Which of those is going to produce the biggest sharp prints ?
DXOMark attempts to resolve some of this with their "perceptual megapixels" rating, but common consensus is that the methodology is too secret and the results too inconsistent to take seriously. The basic idea is that, for any given lens & camera combination, you take a photo at a particular focal length and f-stop, then you see how far you can downsize it before you start to lose actual detail (i.e. if you start with a really fuzzy image, you can probably downsize it from 24MP to 3MP, then resize it back up again, and make a print with just as much detail).
What all of this means is that whether you start with 16MP or 24MP or something else isn't what's important - more important is just how sharp that 18-135mm lens is at the long end. You can crop it to 6MP and you can find websites that will tell you that 6MP is good enough for a print of a certain size, but if you're cropping from a zoom at its longest focal length, it may not be a detailed 6MP.
The other potential issue with cropping is the increase in noise.
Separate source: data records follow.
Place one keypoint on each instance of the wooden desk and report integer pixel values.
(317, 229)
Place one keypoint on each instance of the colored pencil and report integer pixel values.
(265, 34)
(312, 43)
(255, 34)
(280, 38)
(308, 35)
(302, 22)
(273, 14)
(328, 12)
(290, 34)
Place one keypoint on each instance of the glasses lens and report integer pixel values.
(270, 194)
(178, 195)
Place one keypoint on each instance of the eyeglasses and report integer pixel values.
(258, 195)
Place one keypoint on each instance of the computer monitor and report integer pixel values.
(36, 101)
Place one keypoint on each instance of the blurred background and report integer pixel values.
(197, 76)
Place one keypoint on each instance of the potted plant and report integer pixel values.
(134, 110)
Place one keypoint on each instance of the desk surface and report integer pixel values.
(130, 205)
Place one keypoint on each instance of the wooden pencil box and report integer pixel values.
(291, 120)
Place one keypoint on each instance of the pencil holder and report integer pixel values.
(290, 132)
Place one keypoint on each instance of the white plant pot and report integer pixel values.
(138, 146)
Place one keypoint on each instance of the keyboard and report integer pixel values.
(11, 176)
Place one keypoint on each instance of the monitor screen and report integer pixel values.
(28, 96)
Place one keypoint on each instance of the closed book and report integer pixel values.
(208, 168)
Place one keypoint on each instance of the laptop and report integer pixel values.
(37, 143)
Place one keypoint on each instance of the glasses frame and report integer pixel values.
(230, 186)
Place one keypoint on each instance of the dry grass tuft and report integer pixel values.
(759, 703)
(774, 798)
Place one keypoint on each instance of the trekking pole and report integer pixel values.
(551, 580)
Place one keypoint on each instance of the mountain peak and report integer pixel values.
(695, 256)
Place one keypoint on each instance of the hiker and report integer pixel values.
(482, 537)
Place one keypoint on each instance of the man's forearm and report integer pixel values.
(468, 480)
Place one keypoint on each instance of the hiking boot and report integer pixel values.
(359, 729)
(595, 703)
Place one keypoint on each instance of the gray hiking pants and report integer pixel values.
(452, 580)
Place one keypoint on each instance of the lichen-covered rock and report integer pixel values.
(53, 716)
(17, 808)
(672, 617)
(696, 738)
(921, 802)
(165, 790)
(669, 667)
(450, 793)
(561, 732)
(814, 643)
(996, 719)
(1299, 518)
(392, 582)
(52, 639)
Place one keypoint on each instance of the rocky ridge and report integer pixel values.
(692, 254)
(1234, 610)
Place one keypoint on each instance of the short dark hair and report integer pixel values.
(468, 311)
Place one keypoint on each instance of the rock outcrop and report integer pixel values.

If you take a 24MP image and crop it to 6MP, at 100%, the noise is identical, but if you print both to the same size (or display both online at the same size), the crop looks noisier. At low ISOs, this isn't an issue - just something to consider if you get into situations where you want to crop by a lot *and* you're shooting at high ISO. (Basically, whatever print size you're looking to make from your cropped image, picture the image quality being equal to what you'd get making a print twice as big from the uncropped image).
So you really want to know how good a cropped image from the 18-135mm is ... and you need to know how good an image you actually need for what you do.
Since you have the camera and the lens, you're in the best position to see for yourself.